Washington (ANTARA News) - Tikus percobaan yang diberi bakteri usus manusia obesitas cenderung mengalami kenaikan berat badan dibanding mereka yang diberi bakteri usus dari manusia yang kurus, demikian dilansir kantor berita Xinhua mengutip para peneliti di Amerika Serikat (AS).

Temuan yang dipublikasikan dalam jurnal Science Amerika Serikat itu menunjukkan transmisi sifat fisik dan metabolik melalui mikroba usus, menggambarkan langkah penting menuju tujuan akhir pengembangan pengobatan anti-obesitas dengan bakteri .

Para peneliti dari Universitas Washington merekrut dua pasang manusia kembar obesitas yang mentransfer mikrobiota usus dalam sampel kotoran mereka ke bakteri usus tikus yang bebas kuman yang telah dibesarkan dalam kondisi steril, tanpa mikroba dari mereka sendiri .

Mereka menemukan bahwa penerima bakteri usus dari kembar yang obesitas, kadar lemaknya jadi lebih tinggi dibanding penerima bakteri usus kembar yang kurus jika tikusnya diberi makan standar.

"Ini bukan disebabkan perbedaan dalam jumlah makanan yang mereka konsumsi, ada sesuatu dalam mikrobiota yang mampu mengirimkan sifat ini. Pertanyaan kami adalah, komponen apa ini?" kata Jeffrey Gordon, direktur Pusat Genome Sciences dan Sistem Biologi di Washington University School of Medicine.

Selama lima hari percobaan itu, para peneliti menemukan tikus yang obesitas jadi kurus tapi tikus yang kurus tidak terkena dampak.

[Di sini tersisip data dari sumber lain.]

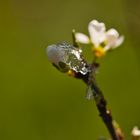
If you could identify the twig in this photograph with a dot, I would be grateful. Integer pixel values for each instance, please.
(101, 104)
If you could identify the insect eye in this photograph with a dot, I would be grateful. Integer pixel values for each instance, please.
(63, 66)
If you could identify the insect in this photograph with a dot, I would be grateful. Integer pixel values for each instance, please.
(66, 57)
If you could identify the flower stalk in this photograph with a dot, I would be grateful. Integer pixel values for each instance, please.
(101, 105)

Analisis komunitas bakteri menunjukkan bakteri spesifik yang bernama "Bacteroidetes phylum" dapat lolos dari tikus kurus dan berkoloni dengan tikus obesitas, ini menunjukkan bakteri tersebut bertanggung jawab atas perlindungan melawan kenaikan berat badan.

Menurut para peneliti, bakteri dari tikus gemuk tidak bisa menyerang tikus kurus yang menyebabkan mereka menimbun lemak.

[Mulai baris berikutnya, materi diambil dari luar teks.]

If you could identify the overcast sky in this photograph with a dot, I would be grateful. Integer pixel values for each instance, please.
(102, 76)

Untuk mempelajari lebih lanjut, para peneliti memberi makan tikus dengan makanan ala Barat modern - rendah serat dan tinggi lemak jenuh - mereka menemukan kedua tikus gemuk dan kurus tampaknya tidak terpengaruh oleh mikroba usus lain.

Namun, ketika hewan-hewan itu diberi "makanan lebih sehat" yang tinggi serat dan rendah lemak, hasilnya sama seperti sebelumnya.

Temuan itu menunjukkan bahwa interaksi yang lebih kompleks antara diet, massa tubuh dan mikrobiota usus mendasari gangguan metabolisme manusia daripada apa yang telah disangka para peneliti.

"Sekarang kita memiliki cara untuk mengidentifikasi interaksi tersebut , tergantung pada asupan makanan, dan memikirkan ciri-ciri asupan makanan tidak sehat apa yang dapat diubah agar mendorong bakteri untuk membangun diri dalam usus kita, dan melakukan pekerjaan yang diperlukan untuk meningkatkan kesehatan kita ini," kata Gordon .

"Di masa depan , nilai gizi dan efek makanan akan melibatkan pertimbangan signifikan mikrobiota yang kita miliki- dan mengembangkan makanan sehat dan bergizi akan dilakukan dari dalam keluar, bukan hanya dari luar ke dalam , " katanya.